Details about how Amazon’s proposed delivery drones may work have been published by the US Patent Office.
According to the patent, the drones will be able to track the location of the person it is delivering to by pulling data from their smartphone.
The unmanned vehicles will also be able to talk to each other about weather and traffic conditions.
Amazon faces many regulatory hurdles before its plans can be turned into reality.
Amazon submitted its drone patent in September 2014, but the details are only now being published by the US Patent and Trademark Office, after it approved the ideas.
For many, Amazon’s idea of delivery via drone was seen as pie-in-the-sky, but the details it provides in its patent application suggest that the firm is taking the idea seriously and working hard to overcome a variety of technical obstacles.
Winning patent approval does not mean that the final product will be exactly as described or that it will become reality.
Amazon is leading the effort to convince the US Federal Aviation Authority (FAA) to approve widespread commercial use of drones.
According to the plans, Amazon’s drones will be able to update their routes in real-time.
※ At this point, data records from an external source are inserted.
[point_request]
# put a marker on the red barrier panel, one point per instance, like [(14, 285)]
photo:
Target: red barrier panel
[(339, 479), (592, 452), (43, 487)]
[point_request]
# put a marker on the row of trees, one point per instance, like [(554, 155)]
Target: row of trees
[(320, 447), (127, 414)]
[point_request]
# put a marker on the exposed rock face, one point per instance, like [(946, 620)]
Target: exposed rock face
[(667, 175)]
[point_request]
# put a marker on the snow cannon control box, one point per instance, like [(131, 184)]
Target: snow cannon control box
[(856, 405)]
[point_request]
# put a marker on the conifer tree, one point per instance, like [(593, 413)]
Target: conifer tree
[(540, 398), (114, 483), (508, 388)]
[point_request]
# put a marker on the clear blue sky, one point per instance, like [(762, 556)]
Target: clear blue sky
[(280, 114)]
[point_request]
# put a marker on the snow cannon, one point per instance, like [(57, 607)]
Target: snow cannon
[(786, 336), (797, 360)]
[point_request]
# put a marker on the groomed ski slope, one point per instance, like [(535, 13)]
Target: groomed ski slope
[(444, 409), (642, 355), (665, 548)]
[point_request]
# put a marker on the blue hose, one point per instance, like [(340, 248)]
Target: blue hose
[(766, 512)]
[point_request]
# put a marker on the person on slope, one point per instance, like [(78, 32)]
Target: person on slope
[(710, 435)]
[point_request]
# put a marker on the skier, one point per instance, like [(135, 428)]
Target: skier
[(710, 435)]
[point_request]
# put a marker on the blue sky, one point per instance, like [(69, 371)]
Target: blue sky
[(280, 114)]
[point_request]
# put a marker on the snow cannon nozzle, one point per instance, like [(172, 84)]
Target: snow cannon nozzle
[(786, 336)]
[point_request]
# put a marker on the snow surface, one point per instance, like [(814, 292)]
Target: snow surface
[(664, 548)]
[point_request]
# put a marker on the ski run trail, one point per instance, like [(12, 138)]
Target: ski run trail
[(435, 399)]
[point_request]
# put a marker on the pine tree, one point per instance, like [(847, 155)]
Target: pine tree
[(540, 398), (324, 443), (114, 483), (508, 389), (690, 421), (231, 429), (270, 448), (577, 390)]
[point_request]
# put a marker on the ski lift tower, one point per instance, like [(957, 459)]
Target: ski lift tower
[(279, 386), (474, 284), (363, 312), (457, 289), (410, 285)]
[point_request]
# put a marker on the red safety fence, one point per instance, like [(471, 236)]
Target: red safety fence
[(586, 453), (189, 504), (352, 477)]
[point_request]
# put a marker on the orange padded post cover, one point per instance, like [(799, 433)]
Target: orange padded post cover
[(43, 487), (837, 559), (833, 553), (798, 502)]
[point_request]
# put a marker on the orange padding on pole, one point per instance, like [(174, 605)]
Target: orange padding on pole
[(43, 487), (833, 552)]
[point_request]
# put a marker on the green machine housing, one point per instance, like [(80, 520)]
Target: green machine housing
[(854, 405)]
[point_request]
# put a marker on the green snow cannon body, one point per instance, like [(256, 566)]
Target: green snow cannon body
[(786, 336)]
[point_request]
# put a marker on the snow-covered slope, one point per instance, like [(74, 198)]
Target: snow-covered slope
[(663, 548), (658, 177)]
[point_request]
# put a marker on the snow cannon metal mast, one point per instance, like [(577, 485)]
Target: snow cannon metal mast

A mock-up delivery screen suggests that people will be able to choose from a variety of delivery options – from “bring it to me” to nominating their home, place of work or even “my boat” as places for packages to be dropped.
Other details revealed include:
- Amazon will employ a variety of unmanned vehicles depending on the shape and weight of the product
- Flight sensors, radar, sonar, cameras and infrared sensors will be employed to ensure safe landing zones are found
- The unmanned vehicle would constantly monitor its path for humans or other animals and modify navigation to avoid such obstacles
Amazon’s plans for drone delivery puts increasing pressure on the FAA to allow more US-based drone research and development.
It has been criticised for dragging its heels on regulation and losing the impetus on drone development which has gone to other countries, most notably the UK which will build a drone research centre in London.
This week the FAA did make significant strides towards relaxing its rules on drone use, giving the go-ahead for unmanned helicopters to be used for spraying crops in the US as well as announcing plans for testing news-gathering drones in urban areas in partnership with CNN.
It also said it would also test commercial drones that can fly beyond an operator’s line of sight for inspecting railways.
Amazon had been testing its drone system in Canada where airspace regulations are more relaxed. but in March the FAA granted it permission to start testing in the US, although the drones can fly no higher than 400ft (122m) and must remain within the pilot’s line of sight.